As the number of users increases on social
media each year, the number of posts that are made rises
gradually. This is relevant for posts with negative
characters including hate speech, misinformation,
explicit material, or cyberbullying that influences
terribly on users’ experience. This paper puts emphasis
on content moderation with LLMs to avoid issues with
bias, transparency, free speech, and accountability.

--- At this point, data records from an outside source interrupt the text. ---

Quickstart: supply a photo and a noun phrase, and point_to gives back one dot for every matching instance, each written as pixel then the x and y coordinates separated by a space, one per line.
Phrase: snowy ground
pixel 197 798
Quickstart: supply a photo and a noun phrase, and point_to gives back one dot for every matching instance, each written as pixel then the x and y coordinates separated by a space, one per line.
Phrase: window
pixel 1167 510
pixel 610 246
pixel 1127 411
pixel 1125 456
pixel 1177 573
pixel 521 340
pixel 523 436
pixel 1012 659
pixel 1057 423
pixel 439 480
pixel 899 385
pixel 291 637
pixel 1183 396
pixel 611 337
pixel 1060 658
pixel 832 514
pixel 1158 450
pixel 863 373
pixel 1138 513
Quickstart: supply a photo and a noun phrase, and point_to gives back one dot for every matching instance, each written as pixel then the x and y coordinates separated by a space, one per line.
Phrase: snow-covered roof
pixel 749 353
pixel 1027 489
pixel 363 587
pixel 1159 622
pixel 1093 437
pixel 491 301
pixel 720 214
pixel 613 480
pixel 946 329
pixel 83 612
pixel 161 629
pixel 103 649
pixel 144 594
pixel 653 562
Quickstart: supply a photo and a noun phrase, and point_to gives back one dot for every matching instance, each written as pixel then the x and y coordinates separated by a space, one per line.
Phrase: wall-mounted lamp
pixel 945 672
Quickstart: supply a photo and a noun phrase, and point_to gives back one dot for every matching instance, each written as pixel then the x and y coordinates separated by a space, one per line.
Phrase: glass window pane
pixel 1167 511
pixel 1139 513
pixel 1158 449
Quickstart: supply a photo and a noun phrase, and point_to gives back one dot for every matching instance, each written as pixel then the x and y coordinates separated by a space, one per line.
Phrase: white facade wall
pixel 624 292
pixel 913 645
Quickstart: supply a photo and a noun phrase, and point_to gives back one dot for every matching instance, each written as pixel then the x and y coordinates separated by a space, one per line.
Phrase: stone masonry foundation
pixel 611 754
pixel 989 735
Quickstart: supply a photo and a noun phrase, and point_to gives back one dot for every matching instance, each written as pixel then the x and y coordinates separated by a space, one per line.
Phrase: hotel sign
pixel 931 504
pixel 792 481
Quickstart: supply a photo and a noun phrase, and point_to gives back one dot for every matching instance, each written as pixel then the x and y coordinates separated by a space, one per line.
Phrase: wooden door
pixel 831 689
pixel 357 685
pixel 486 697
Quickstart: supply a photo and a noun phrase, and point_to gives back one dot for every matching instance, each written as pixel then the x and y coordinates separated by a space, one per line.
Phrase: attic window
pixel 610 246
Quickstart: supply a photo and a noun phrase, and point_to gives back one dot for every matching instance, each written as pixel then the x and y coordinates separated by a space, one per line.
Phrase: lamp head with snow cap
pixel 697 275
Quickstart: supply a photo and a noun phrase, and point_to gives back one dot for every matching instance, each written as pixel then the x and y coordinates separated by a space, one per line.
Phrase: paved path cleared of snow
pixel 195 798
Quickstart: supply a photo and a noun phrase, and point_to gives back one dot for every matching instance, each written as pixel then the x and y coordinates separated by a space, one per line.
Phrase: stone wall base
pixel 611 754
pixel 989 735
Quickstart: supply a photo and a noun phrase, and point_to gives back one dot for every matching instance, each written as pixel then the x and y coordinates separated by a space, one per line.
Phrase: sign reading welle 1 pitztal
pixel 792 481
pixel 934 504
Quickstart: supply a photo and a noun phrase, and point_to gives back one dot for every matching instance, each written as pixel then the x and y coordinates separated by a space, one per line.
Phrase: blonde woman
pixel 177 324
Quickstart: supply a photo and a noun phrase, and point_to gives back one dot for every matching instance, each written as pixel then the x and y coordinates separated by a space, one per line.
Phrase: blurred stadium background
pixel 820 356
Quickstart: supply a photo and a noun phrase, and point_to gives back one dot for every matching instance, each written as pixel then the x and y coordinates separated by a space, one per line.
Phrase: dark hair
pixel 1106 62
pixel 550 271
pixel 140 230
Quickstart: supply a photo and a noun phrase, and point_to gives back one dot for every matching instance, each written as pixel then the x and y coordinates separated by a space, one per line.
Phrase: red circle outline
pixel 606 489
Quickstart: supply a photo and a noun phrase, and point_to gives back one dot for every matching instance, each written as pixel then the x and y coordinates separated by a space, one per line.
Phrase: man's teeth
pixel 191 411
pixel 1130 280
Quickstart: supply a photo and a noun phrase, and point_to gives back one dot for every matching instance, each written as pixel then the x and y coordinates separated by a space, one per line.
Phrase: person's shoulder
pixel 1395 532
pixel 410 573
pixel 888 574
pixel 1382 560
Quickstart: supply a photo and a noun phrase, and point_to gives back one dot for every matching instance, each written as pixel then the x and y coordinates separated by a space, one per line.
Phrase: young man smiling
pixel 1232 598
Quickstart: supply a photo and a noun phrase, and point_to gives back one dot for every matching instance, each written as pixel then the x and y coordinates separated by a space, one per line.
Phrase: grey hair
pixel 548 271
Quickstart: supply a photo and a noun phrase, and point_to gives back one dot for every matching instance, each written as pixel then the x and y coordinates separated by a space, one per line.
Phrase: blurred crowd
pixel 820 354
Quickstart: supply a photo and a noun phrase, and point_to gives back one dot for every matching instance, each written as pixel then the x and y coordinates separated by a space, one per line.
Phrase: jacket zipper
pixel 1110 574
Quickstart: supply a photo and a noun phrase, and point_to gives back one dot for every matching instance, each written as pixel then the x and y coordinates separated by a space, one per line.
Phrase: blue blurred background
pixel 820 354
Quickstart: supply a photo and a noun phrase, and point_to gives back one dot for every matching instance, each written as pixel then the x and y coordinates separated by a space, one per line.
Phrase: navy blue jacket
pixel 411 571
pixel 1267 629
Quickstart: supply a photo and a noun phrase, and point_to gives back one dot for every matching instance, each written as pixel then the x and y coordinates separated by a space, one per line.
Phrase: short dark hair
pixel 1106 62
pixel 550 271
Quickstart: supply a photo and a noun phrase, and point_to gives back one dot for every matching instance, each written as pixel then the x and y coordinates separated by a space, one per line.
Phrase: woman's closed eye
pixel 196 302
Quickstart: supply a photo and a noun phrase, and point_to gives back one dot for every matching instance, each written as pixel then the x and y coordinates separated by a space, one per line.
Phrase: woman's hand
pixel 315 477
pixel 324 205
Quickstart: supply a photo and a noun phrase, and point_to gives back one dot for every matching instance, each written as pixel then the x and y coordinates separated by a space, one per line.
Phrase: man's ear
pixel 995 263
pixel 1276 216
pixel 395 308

Several experiments were conducted with pre-trained
models to identify efficiency and arising ethical concerns
while moderating posted data. Our findings reveal that
LLMs demonstrate bias during the moderation of
content from different demographics and minority
communities. One of the most significant challenges
found was the lack of transparency in the LLM's
decision-making process. Despite the ethical concerns,
the LLM demonstrated efficiency in processing large
volumes of content, and this significantly reduced the
time required to flag potentially harmful posts. This
research highlights the need for a balanced approach to
protecting freedom of speech while ensuring the ethical
and responsible use of NLP on online platforms.
Keywords :
LLM; NLP; Content Moderation; Social Media.